Beyond Brown

When brown just isn't enough

Anatomy of a Compofylla

or: “new” tricks on old machines

Ika I Rutan

Table Of Contents

Ika I Troduction

We (as in: Newline) are known to release one or the other compofiller. Sometimes it’s just old stuff we had lying around, that we throw into some Gravedigger Compo for “historical interest”, sometimes it’s even something not too shabby. Apparently there is this rare occasion, where one can be lucky enough to tick both checkboxes, even nowadays. This is the story of one of those compofillers - “Ika I Compofylla”.

Ika I Whåt?

So, what happened and why did I summon you all to read this? Well, not much, apart from the demoparty Sommarhack 2024 in Sweden, which was as awesome as ever. A small, rural, lakeside hut filled to the brim with the legends that are Omega, 2-Life-Crew, Ghost, Sync, Avena, Aggression, New Beat, Reservoir Gods, DHS, Nature, PHF, KüA, SFMX, Dekadence, Escape, T.O.Y.S. and a lot more that I forgot.

Attending such an invitation-only event is truly like walking amongst demoscene gods. The hours of my child- and nowadays even adulthood that these guys filled with awe are too many to count. But, for some odd reason people still refuse to explain to me, I got the chance to attend a Sommarhack party in 2022.

Oh boy, did I want to go there, release a big demo and… here’s where the screeching halt comes in. I did attend the party, it was even more awesome than imagined - but I showed up empty-handed. Perfectionism. Time. Reasons. I did that stance for a two years now, and people started to whisper behind my back and point at me, the newcomer to this party, daring to not even release something.1

But year after year, when entering the Sommarhack château, the hand would remain empty, only greeting.2

Until 2024. I wanted to do it. Release. A good thing. Artistic. Surprising. Nice and… again, the screeching halt, time flew by, all the pieces I had lying around dared to not fit in one way or the other. So I did the next best thing. Grabbed two very fundamental things that where never done before and that I welded together just a few years ago, both being things that I was sitting on for far too long anyway3 and released it as one. And of course, it’s for the good, old, plain 1MB ST (which means it does not need STE, nor screen address change per line or scrolling per line) - everything else is considered cheating4, after all.

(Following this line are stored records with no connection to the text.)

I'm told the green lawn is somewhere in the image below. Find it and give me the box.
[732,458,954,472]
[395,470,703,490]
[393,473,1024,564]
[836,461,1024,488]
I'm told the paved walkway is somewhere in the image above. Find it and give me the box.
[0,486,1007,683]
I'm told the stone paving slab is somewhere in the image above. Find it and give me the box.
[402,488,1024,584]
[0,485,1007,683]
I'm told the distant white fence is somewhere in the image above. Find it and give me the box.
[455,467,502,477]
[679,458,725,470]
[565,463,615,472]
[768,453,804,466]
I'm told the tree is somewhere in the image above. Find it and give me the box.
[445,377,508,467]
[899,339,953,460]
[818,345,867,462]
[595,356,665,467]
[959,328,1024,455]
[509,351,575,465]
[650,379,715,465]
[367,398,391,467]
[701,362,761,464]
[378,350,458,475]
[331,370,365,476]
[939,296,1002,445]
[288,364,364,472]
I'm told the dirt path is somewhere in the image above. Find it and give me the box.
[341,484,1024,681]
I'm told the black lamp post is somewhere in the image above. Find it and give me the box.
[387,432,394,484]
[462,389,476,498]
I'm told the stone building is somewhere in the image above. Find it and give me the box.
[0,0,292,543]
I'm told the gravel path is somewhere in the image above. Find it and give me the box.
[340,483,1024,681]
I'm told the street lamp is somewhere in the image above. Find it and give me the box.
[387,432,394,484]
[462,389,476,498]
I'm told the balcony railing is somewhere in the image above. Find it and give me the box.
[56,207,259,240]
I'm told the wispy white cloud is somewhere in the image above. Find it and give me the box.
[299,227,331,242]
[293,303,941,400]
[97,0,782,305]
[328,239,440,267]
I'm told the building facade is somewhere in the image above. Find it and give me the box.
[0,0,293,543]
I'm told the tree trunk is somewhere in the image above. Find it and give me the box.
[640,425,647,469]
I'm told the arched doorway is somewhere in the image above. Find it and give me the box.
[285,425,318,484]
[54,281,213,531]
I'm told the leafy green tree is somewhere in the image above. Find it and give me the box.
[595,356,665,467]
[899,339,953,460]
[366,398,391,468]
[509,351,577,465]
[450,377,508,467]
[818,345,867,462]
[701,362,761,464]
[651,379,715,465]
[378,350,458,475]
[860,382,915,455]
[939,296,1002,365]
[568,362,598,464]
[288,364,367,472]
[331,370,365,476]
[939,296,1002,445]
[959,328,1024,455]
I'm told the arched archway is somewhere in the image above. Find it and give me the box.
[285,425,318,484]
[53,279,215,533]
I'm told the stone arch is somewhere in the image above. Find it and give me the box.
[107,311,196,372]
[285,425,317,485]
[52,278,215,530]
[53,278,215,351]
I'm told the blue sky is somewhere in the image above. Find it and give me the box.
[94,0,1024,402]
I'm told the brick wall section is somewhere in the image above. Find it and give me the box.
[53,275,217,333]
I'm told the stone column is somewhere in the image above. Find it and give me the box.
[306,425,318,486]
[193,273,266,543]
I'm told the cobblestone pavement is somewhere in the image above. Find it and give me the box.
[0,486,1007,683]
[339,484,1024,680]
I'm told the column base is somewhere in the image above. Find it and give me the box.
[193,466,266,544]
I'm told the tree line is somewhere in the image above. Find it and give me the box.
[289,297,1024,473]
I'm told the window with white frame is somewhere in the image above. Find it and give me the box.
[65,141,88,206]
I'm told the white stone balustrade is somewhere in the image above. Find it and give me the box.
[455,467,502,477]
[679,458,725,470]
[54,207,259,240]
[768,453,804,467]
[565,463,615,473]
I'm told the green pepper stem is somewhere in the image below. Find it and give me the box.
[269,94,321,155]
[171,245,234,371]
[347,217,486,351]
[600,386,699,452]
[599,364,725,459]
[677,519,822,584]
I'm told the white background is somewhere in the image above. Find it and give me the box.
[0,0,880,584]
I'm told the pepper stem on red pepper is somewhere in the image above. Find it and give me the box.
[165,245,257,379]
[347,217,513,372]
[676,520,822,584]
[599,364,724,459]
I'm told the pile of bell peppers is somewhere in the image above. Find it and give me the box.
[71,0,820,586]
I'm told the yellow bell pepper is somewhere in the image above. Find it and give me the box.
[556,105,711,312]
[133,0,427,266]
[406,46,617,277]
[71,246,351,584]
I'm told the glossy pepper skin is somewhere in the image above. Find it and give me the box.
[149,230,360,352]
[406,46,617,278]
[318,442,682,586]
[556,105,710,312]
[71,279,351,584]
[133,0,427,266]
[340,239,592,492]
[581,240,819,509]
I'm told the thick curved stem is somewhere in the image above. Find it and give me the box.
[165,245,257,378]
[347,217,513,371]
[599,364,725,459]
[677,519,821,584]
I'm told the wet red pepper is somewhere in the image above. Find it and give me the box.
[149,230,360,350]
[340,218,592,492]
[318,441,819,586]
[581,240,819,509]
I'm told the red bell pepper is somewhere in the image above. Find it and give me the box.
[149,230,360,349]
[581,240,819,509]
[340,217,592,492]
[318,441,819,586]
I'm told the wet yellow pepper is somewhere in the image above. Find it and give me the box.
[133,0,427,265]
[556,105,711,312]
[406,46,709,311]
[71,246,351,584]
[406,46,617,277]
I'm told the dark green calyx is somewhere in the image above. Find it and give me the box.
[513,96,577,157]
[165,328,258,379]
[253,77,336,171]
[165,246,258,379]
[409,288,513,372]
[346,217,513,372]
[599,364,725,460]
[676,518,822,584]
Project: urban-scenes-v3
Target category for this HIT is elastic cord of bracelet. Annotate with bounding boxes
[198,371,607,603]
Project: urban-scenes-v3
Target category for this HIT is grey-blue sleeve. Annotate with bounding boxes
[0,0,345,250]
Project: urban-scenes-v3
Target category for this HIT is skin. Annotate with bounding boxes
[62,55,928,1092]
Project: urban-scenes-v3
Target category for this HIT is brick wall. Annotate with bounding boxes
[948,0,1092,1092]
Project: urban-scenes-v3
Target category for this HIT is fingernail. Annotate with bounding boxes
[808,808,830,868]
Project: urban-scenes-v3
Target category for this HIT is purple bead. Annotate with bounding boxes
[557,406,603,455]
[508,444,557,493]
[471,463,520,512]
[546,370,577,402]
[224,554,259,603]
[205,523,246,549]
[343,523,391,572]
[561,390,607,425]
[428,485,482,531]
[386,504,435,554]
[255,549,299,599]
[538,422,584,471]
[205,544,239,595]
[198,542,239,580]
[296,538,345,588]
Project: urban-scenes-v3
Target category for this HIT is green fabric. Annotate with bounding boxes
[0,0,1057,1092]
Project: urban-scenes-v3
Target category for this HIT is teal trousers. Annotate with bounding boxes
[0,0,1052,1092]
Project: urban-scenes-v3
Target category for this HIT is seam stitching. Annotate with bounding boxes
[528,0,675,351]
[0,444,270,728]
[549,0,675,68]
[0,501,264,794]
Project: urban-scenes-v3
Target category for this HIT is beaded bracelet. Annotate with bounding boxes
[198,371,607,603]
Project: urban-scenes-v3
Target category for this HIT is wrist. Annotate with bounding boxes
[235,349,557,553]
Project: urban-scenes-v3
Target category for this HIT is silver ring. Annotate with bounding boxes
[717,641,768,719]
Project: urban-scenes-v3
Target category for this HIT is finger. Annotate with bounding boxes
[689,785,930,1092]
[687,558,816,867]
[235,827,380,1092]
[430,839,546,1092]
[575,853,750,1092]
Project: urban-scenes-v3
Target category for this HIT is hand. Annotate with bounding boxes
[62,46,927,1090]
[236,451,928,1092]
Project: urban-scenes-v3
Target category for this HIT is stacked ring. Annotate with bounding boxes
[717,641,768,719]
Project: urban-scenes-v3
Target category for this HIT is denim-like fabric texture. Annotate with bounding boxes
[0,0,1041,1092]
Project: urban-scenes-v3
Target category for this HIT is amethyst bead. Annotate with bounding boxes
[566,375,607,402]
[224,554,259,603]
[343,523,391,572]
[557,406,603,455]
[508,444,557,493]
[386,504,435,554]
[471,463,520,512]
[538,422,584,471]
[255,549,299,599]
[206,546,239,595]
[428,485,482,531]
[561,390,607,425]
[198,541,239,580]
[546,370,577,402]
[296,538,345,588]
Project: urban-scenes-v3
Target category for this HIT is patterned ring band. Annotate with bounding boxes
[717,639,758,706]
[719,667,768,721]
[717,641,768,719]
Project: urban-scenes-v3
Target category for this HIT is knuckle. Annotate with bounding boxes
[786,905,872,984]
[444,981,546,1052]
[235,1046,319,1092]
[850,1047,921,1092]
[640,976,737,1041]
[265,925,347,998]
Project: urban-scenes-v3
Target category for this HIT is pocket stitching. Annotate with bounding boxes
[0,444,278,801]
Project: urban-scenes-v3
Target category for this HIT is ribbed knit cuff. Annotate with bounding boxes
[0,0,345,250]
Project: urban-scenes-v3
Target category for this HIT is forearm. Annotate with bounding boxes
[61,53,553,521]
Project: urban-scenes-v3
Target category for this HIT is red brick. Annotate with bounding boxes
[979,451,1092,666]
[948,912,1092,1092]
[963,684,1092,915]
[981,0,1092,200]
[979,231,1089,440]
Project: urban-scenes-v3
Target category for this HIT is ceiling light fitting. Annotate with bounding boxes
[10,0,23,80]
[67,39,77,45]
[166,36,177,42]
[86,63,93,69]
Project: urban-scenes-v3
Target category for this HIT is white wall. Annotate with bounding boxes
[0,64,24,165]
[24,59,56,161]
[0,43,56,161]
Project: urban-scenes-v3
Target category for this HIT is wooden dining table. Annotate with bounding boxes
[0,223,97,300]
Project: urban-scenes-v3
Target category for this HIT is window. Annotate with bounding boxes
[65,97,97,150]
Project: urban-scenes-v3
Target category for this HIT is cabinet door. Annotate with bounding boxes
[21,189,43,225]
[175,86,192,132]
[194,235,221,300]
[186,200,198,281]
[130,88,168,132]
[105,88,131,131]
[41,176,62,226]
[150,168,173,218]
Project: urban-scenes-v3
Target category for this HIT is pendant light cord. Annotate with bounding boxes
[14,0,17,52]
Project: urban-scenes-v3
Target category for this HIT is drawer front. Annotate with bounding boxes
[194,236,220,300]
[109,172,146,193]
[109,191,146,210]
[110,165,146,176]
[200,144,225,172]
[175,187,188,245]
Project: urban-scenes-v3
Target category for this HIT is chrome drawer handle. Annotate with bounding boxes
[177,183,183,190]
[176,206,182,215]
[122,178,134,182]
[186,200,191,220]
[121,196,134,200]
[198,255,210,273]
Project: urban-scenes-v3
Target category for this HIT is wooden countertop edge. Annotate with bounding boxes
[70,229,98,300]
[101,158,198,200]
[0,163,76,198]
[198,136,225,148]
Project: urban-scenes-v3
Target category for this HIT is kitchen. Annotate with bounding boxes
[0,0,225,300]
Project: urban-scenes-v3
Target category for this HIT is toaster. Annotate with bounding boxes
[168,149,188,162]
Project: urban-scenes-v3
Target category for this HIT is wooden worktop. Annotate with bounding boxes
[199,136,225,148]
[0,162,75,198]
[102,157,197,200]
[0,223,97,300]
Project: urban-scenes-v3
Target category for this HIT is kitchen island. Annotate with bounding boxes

Real hardware, real blurriness

Ika I Histöry

Those two things where a busdisplay trick and a rotator. Both were pretty old (my git says the rotator is being 8 years old now - the initial busdisplay tests date back to 1991 if I remember correctly, might’ve been 1992). I sent a prototype of this amalgamation to people in 2020, and it even worked there, so I was pretty sure that I wasn’t looking at another case of “works on my machine, but only on my machine”™ 5 6

Ika I Tacknology

But let’s concentrate on the busdisplay here. Why should you use it? What’s the ruckus? Where’s the dough?

It’s not bus noise

The underlying (and erroneously called) “bus noise” is well known by many people, but to my knowledge nobody tried to control it in a way, so that we can do write-free effects. It was a parlor trick, up until now.

Imagine you could lavish bitmap data onto your demo-loving audience just by reading it and without ever writing to any screen RAM. We would get rid of that pesky write cycle we always had to do to update the screen memory, we’d gain a lot of cycles that way. Does this sound to good to be true? Yes. Yes, and in a way it is.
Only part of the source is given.